The ECHR's decision that the House of Lords' finding of breach of confidence in respect of the disputed material did not violate MGN's right to freedom of expression may disappoint newspapers, since it suggests that the breadth of editorial discretion with regard to publication of information alleged to be private is not unlimited, even where certain private information is accepted as being in the public domain so that it was legitimately the subject of public debate. However, it is difficult to draw any concrete conclusions from the decision since much turned on the specific facts of the case, including that the undisputed material had been published and was regarded by the House of Lords majority as sufficient to give the story credibility, and that the disputed material concerned intimate and private information, and could affect Ms Campbell's recovery.
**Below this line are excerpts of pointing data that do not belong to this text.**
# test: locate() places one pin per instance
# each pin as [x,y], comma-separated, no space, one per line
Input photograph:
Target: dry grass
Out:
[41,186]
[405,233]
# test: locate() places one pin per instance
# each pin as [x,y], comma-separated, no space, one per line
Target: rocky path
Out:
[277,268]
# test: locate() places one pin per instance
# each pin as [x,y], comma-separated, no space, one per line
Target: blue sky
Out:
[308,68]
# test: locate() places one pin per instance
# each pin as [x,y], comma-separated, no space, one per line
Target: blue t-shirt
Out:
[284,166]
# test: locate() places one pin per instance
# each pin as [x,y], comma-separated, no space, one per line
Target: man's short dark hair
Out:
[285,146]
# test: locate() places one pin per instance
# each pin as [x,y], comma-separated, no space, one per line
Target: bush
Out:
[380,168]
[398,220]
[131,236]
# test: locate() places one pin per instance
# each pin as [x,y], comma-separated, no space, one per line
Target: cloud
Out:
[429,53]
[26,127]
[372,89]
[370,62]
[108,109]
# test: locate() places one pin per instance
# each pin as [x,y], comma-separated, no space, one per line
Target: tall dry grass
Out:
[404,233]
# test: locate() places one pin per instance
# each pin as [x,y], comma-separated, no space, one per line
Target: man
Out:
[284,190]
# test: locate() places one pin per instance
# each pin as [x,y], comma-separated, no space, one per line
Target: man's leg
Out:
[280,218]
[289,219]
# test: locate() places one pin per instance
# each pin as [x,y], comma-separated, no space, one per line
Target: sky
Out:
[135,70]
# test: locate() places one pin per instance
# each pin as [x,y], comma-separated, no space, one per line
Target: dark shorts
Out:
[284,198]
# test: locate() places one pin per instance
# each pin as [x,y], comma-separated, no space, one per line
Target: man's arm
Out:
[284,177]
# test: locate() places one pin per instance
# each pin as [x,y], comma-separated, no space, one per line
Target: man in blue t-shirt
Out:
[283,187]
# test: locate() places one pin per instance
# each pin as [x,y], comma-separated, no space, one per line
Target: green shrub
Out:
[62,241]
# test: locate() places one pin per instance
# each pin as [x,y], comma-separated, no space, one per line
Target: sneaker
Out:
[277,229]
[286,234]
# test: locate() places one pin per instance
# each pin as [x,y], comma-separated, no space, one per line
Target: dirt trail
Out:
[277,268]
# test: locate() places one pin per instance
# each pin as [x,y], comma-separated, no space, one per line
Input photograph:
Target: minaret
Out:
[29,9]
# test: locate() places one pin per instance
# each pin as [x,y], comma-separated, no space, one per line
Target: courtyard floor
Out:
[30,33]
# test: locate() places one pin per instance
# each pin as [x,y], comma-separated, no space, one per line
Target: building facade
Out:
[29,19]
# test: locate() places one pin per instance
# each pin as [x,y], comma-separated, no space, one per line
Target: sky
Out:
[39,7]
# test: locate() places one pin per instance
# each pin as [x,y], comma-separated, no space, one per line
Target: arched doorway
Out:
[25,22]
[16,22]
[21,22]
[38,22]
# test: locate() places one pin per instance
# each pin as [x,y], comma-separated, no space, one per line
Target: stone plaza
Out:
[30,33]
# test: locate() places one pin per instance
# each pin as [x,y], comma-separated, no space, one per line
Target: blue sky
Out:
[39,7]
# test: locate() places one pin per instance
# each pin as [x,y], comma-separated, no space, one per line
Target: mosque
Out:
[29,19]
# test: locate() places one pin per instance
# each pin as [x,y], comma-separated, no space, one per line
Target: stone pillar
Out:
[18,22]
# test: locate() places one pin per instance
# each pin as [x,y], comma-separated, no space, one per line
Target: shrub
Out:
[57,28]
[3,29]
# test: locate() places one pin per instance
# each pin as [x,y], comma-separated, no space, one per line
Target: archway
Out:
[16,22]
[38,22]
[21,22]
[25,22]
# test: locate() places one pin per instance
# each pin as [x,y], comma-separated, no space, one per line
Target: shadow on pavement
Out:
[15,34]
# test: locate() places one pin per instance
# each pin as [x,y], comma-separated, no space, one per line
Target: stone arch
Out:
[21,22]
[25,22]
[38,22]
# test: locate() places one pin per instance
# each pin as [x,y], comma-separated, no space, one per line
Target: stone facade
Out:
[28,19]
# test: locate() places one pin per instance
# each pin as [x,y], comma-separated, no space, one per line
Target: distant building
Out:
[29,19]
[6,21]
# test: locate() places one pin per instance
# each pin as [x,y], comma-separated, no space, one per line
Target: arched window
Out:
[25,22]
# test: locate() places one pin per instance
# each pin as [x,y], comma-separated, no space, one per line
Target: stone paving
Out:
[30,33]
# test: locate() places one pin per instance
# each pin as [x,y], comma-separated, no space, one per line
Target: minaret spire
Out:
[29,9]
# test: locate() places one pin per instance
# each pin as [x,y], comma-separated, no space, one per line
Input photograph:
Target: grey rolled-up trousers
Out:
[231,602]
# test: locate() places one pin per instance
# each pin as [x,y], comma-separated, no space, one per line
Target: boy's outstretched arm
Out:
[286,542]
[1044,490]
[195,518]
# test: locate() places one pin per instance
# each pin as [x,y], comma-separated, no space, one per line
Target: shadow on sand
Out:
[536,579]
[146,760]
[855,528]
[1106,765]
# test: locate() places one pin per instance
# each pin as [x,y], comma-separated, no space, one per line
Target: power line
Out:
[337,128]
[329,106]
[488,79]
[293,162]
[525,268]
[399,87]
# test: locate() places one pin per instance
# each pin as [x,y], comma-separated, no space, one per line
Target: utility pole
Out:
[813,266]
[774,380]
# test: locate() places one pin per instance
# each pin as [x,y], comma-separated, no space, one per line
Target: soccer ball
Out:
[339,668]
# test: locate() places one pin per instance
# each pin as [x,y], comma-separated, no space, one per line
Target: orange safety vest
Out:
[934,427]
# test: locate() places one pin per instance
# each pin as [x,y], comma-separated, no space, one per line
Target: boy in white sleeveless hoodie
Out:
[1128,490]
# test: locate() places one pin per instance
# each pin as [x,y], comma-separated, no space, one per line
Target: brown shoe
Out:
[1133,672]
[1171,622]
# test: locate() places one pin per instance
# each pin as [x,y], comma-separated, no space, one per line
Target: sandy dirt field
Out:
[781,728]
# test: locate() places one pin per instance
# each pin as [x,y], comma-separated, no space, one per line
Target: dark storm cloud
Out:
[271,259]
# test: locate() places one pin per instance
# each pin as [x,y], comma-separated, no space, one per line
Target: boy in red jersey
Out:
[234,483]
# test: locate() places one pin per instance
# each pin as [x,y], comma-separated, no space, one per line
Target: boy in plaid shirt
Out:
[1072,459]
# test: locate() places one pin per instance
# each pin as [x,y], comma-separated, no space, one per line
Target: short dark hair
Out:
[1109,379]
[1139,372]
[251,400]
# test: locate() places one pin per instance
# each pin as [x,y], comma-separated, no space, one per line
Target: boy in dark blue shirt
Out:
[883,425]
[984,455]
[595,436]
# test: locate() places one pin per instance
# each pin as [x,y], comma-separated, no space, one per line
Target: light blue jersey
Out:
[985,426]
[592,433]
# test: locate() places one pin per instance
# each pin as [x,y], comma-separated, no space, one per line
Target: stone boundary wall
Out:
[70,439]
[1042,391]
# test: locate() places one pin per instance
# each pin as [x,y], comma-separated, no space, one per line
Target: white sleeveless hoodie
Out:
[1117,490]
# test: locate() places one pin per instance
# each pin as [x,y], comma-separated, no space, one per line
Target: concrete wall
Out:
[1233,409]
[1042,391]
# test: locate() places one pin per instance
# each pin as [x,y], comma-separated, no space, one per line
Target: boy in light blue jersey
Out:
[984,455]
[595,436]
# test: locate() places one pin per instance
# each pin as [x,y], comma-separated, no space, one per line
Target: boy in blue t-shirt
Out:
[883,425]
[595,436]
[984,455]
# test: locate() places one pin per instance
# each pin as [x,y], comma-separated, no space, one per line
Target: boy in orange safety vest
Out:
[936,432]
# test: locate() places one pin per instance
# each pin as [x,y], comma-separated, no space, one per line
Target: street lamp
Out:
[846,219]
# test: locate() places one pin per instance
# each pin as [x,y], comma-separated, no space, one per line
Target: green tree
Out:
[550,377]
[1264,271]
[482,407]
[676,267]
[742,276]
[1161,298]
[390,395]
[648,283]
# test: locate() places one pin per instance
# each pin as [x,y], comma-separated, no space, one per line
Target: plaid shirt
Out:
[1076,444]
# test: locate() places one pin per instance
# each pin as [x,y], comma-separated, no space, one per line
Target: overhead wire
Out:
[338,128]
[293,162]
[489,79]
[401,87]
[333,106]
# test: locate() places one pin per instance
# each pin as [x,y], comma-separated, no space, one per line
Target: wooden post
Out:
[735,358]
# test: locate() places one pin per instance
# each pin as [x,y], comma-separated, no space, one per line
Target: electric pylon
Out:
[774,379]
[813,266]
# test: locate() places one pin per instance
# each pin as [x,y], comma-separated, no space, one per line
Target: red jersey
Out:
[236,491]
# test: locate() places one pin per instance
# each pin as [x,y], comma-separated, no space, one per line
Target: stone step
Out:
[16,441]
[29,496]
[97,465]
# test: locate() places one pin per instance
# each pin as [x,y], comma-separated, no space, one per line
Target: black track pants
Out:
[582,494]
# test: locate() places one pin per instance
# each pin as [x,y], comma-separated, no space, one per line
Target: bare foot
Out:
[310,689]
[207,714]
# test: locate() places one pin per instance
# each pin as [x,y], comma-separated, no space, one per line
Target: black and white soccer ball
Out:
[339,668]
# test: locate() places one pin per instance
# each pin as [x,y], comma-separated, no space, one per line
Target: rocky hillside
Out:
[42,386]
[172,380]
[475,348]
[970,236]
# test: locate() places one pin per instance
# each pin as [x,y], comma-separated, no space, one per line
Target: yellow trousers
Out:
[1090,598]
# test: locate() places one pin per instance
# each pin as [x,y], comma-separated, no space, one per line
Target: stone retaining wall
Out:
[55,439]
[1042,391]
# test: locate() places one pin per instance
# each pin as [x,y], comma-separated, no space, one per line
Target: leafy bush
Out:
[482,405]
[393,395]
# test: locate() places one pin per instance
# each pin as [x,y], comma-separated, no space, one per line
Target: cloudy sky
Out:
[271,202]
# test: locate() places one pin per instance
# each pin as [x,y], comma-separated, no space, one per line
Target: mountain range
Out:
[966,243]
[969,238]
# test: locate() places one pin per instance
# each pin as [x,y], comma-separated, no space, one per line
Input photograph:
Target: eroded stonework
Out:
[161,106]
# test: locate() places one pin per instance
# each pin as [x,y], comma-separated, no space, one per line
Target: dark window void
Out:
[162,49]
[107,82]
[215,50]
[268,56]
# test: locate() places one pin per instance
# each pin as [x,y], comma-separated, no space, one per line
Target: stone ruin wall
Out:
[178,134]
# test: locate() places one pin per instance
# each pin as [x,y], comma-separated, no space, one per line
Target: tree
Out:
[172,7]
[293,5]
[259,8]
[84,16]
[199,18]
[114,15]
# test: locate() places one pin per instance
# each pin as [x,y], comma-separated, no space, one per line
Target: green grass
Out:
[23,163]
Another reason why it is difficult to draw any concrete principles from the case, beyond those already established in ECHR case law, is that the ECHR did not get involved in any detailed dissection or analysis of the House of Lord's judgments, or superimposition of its own reasoning. Instead it confined itself to exercising its supervisory jurisdiction, specifically by examining whether the majority had applied standards to the facts that were in conformity with the principles embodied in Article 10 of the Convention allowing for a margin of appreciation accorded to the national courts. Indeed, Judge Björgvinsson, partly dissenting, criticised the majority of the ECHR saying that in the decision it "simply defers to the assessment made by the domestic courts", an approach which he contrasts with:
"the 'strict scrutiny' that is usually found in this Court's case law in balancing Article 8 and Article 10 rights where the Court regularly makes its own independent assessment of the facts involved and of the application of the relevant principles to those facts and it frequently substitutes its own views for those of the domestic courts. It has been the consistent approach of this Court that it is not enough, in itself, that the domestic courts consider the relevant principles; they must also be applied correctly".
Judge Björgvinsson cites Von Hannover as an example of a case in which the court did this. He said that he would have agreed with the minority in the House of Lords that publication of the disputed material did not infringe privacy, since it merely continued the original legitimate story, so that the interference with MGN's Article 10 rights could not be justified.
Perhaps because of this alleged lack of independent assessment by the ECHR, and because of the narrow confines of the issue before the ECHR, the decision does not appear to shed any significant light on the issue of whether the House of Lords' findings in Campbell are consistent with those in Von Hannover. This is a much debated question, since the ECHR in Von Hannover did appear to take a more expansive view of what constitutes "private life" than the court in Campbell, in particular in relation to when photographs taken in public would give rise to a reasonable expectation of privacy: the House of Lords did not regard photographs of Ms Campbell taken in a public street as being inherently private information, only finding that the photographs constituted private information on the facts because they were connected to her medical condition. The ECHR did not specifically comment on the status of photographs taken in public. However, the ECHR did comment more generally that in making a distinction between private information which Ms Campbell had made public and which was therefore legitimately a subject of public debate, and additional information which she had not made public, the House of Lords had reflected the distinction made by the ECHR in Von Hannover. It also said that it found the House of Lords' reasoning convincing. Perhaps, by implication, this may suggest that the ECHR does not consider the House of Lords' decision in Campbell to be inconsistent with Von Hannover in any significant way.